I don't get the concept of Visual Studio Projects and Solutions

In Eclipse, I have a workspace that contains all of my projects. Each project builds and compiles separately. A project does not interact with another project.

How does this relate to Visual Studio and Projects/Solutions there?

Upvotes: 9

Views: 2670

Answers (8)

Jeremy Bade
Jeremy Bade

Reputation: 511

I found that not always seeing the solution in the Solution Explorer to be irritating. There is a setting in Options->Projects and Solutions->General called "Always Show Solution" which was handy.

Upvotes: 0

Pete
Pete

Reputation: 1810

There are way too many kinds of web projects in Visual Studio 2008. There are Web Site Projects vs. Web Application Projects and they limit you in different ways. It's a good example of Microsoft providing too many choices instead of focusing on one strong solution. Even within the Web site Project option, there are at least 3 different ways to compile your application.

Upvotes: 0

Tom Kidd
Tom Kidd

Reputation: 12918

The thing that may be throwing you off is the following:

In VS2003, everything had a Project file and a Solution file. If you had a Solution with one Project, you could open the Solution and see the one Project. If you opened the Project, it would try and create a new Solution file to contain the Project. But web projects and Winform projects all had Projects and Solutions.

In VS2005 this changed a bit - by default now, Web projects no longer had Project files. They had received feedback from some web developers that didn't like Project files - their take was that if a file is in the directory, it's part of the app. After VS2005 shipped, they got more feedback from developers who did like the Project file notion, so they patched it back in. This is "Web Site" versus "Web Application" in VS2005 (and I can't remember which is which now).

In addition, in VS2005, if you have a Solution open with only one Project, you won't see in the Solution Explorer that there's even a Solution at all, you'll only see the Project (as if it was not in a Solution). Only after adding the second Project will you see that there's a Solution containing them both.

So basically you were on the right track - Solutions and Projects work the same in Visual Studio as they did in Eclipse, it's just some quirks that make things confusing.

Upvotes: 1

Shawn
Shawn

Reputation: 19823

A Solution has 0 or many Projects...

Upvotes: 0

aib
aib

Reputation: 47031

@Thomas Owens:

Yes, some (most?) people using Eclipse have more than one workspace.
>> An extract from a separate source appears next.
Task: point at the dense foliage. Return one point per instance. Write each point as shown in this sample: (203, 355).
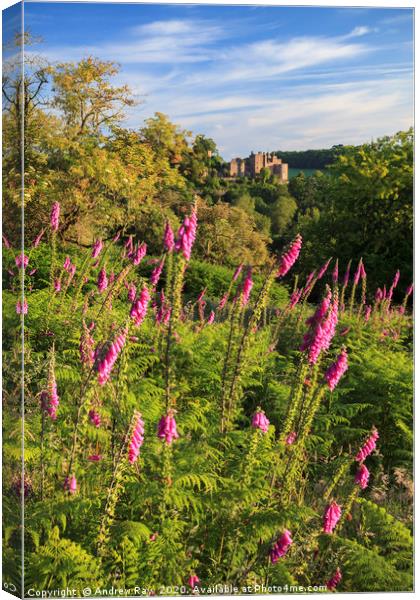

It's what surprised me the most when I first started using Eclipse, so I'm replying here to make this comment more visible.

Upvotes: 1

Rob Allen
Rob Allen

Reputation: 17749

Another way to look at it is, a solution is a container for projects. For most of my work , I create each tier as a project within a solution so my tree looks like:

  • My Web App or Win App
    • Presentation Layer
      • files...
    • Business Layer
      • files...
    • Data Access
      • files

Your mileage may vary

Upvotes: 2

Howler
Howler

Reputation: 2262

A VS project is it's own entity. It will build and compile by itself. A Solution is just a way to contain multiple projects. The projects don't necessarily need the other projects to compile (though, they can depend on the other projects).

This just lets you conceptually group projects together into one Big Project. For instance, you can have a separate testing project. It depends on the code from the actual project, and should be kept together with the actual project, but it does not need to be in the same exe/dll.

Upvotes: 23

jodonnell
jodonnell

Reputation: 50487

Each VS project builds a single EXE or DLL. The solution is just a collection of related projects.

So VS project:Eclipse project::VS solution:Eclipse workspace.